In 1996, the Supreme Court discussed the appropriateness of GVR orders and upheld their use in a per curiam opinion in the case Lawrence v. Chater.

GVR orders have been the subject of substantial legal attention and criticism.

== Examples ==

Kansas v. Limon: Under Kansas state law, statutory rape charges involving minors were greatly reduced if both parties were teenagers with few years between them. However, the law specifically excluded same-sex sexual conduct. Limon, 18 years old at the time, had performed oral sex on a 14-year-old boy with his consent, which was defined by Kansas law as rape regardless of consent from the 14-year-old. Because they were both male, the statute minimizing Limon's sentence did not apply. He was sentenced to over a decade longer in prison than if it were opposite-sex sexual conduct. When Limon challenged the law, both a trial court and the Kansas Court of Appeals upheld the law, relying in part on the 1986 US Supreme Court case Bowers v. Hardwick. When the Kansas Supreme Court refused to hear the case, Limon filed a petition for a writ of certiorari with the U.S. Supreme Court in 2002.

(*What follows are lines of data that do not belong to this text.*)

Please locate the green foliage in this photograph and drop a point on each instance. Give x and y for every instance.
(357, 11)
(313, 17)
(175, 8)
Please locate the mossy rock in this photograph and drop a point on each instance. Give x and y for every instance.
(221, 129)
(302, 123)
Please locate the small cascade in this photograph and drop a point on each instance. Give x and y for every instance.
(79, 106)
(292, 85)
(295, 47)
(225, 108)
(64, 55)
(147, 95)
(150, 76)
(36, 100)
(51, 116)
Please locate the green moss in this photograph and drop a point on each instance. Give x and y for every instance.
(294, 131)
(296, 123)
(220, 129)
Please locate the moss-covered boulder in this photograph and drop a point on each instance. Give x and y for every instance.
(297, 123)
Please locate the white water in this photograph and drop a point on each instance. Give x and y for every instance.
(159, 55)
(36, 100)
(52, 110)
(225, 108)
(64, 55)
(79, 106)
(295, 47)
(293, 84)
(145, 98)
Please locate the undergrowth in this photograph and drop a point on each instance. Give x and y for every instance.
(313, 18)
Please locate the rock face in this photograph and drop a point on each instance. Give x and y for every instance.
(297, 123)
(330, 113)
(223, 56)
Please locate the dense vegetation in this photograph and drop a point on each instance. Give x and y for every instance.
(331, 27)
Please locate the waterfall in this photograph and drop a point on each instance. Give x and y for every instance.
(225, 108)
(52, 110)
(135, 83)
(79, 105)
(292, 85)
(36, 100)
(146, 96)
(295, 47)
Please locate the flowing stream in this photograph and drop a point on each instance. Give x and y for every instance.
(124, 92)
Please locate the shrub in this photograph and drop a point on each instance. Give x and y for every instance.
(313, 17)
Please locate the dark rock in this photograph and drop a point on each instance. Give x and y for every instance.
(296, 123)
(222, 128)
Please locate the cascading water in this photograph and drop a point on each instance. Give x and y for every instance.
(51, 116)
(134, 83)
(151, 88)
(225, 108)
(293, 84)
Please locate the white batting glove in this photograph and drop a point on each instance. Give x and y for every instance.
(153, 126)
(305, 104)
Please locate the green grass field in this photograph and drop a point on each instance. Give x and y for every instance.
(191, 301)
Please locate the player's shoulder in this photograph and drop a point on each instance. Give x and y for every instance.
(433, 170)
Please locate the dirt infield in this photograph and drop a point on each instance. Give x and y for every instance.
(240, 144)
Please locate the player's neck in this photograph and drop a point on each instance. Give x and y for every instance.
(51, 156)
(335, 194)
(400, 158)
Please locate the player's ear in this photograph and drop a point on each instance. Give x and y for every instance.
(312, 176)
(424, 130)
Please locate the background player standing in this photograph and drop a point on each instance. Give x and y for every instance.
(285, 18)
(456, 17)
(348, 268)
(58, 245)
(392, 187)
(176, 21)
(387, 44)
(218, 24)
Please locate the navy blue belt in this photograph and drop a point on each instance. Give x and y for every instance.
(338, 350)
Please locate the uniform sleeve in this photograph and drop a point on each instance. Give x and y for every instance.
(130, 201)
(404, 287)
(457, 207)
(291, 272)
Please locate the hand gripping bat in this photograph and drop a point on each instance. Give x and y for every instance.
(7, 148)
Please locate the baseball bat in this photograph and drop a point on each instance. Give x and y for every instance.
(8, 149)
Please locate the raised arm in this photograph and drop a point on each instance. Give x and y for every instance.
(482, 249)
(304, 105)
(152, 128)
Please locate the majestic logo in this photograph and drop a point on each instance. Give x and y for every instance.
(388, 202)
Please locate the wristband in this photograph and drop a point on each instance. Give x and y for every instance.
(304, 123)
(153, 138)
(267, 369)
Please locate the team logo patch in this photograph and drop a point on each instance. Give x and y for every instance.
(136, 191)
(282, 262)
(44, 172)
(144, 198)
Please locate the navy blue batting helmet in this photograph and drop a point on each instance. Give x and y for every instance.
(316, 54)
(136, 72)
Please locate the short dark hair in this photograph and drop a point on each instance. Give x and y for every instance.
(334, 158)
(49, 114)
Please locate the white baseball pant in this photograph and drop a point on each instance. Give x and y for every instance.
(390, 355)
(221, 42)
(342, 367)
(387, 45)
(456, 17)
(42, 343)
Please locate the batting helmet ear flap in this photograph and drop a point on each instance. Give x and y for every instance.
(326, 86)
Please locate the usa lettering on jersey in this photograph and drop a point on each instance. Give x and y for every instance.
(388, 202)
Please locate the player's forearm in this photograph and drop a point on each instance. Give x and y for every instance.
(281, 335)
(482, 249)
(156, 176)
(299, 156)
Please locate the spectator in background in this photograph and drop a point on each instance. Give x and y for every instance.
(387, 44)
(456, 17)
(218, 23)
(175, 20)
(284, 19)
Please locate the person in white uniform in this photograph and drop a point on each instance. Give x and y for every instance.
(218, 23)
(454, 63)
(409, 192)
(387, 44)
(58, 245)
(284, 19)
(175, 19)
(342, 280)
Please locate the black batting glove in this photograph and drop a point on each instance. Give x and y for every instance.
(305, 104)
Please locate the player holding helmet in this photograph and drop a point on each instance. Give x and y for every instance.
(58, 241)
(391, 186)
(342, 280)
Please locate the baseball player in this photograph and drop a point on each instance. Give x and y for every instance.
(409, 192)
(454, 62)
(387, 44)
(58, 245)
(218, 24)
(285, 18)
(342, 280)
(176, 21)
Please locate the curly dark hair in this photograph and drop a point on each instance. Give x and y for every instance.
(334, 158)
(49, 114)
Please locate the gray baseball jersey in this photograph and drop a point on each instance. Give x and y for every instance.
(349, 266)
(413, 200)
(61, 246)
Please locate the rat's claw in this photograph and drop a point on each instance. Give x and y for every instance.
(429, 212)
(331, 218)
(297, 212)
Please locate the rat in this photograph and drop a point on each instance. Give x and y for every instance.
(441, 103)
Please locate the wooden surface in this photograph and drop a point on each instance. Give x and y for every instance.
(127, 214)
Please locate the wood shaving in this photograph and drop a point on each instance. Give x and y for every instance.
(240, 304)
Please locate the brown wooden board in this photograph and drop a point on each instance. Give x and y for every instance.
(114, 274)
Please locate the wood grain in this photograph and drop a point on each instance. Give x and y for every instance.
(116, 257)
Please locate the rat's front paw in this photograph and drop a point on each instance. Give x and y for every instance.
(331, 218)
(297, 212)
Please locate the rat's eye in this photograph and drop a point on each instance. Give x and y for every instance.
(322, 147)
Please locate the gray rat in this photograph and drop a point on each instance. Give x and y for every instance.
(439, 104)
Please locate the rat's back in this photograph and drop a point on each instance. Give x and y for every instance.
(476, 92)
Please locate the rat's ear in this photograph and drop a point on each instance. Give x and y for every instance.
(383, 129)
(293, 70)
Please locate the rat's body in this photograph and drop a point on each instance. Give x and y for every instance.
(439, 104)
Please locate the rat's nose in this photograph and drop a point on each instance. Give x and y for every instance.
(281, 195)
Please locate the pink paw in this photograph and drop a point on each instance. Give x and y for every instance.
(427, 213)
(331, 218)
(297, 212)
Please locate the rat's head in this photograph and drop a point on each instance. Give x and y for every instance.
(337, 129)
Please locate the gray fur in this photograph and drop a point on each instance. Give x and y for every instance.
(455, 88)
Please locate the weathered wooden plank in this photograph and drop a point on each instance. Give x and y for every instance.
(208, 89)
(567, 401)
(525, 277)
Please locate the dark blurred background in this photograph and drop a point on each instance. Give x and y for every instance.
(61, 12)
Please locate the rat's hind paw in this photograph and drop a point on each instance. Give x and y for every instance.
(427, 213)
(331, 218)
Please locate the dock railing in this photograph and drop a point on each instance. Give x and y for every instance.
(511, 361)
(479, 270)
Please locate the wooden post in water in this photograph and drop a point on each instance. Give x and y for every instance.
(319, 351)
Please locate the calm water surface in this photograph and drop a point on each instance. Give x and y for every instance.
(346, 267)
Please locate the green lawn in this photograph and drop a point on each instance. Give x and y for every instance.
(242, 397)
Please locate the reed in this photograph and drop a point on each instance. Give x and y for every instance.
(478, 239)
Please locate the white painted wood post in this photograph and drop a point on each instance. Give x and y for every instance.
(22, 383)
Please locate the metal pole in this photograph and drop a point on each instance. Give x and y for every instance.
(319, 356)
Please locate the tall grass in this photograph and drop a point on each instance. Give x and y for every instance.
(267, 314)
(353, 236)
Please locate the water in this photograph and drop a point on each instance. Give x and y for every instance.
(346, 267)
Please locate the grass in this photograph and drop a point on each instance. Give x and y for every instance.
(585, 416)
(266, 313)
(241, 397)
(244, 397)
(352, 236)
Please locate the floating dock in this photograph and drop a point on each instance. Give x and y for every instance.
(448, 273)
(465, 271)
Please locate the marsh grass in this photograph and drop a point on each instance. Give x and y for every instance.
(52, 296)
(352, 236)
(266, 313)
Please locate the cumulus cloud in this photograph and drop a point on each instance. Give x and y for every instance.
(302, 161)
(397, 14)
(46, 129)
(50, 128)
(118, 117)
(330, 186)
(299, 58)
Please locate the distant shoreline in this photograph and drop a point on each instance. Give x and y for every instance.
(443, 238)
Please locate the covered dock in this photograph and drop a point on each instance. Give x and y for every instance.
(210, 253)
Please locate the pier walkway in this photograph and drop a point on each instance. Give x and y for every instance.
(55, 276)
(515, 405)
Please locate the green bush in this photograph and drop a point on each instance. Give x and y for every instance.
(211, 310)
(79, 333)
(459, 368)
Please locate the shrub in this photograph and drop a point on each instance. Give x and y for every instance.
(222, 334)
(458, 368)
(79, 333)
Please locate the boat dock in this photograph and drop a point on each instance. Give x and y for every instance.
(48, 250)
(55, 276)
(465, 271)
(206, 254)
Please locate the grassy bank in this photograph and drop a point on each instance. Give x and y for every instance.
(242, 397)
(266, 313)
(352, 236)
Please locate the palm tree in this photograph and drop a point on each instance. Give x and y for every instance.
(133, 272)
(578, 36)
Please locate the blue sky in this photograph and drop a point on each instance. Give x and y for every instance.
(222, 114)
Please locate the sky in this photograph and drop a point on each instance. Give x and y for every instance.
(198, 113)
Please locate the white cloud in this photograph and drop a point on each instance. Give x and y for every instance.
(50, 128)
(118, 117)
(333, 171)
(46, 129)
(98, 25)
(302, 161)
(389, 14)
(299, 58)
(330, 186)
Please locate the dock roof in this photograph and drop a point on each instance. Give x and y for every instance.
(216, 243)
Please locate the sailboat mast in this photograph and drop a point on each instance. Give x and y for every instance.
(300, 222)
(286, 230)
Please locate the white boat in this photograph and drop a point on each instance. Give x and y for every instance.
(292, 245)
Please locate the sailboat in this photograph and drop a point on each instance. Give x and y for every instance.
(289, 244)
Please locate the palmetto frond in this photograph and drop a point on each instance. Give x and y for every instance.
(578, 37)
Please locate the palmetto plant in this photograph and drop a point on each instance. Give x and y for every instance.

On June 26, 2003, the Supreme Court decided Lawrence v. Texas. Lawrence overruled the Bowers case on which the Kansas courts had relied; it held that state laws forbidding consensual sex between two people of the same sex are unconstitutional. In light of this, on June 27, the Supreme Court granted Limon's petition, vacated the ruling of the Kansas Court of Appeals, and remanded the case for further consideration. After the Court of Appeals again upheld the law, the Kansas Supreme Court agreed to hear the case and unanimously struck down the part of the law excluding same-sex sexual conduct.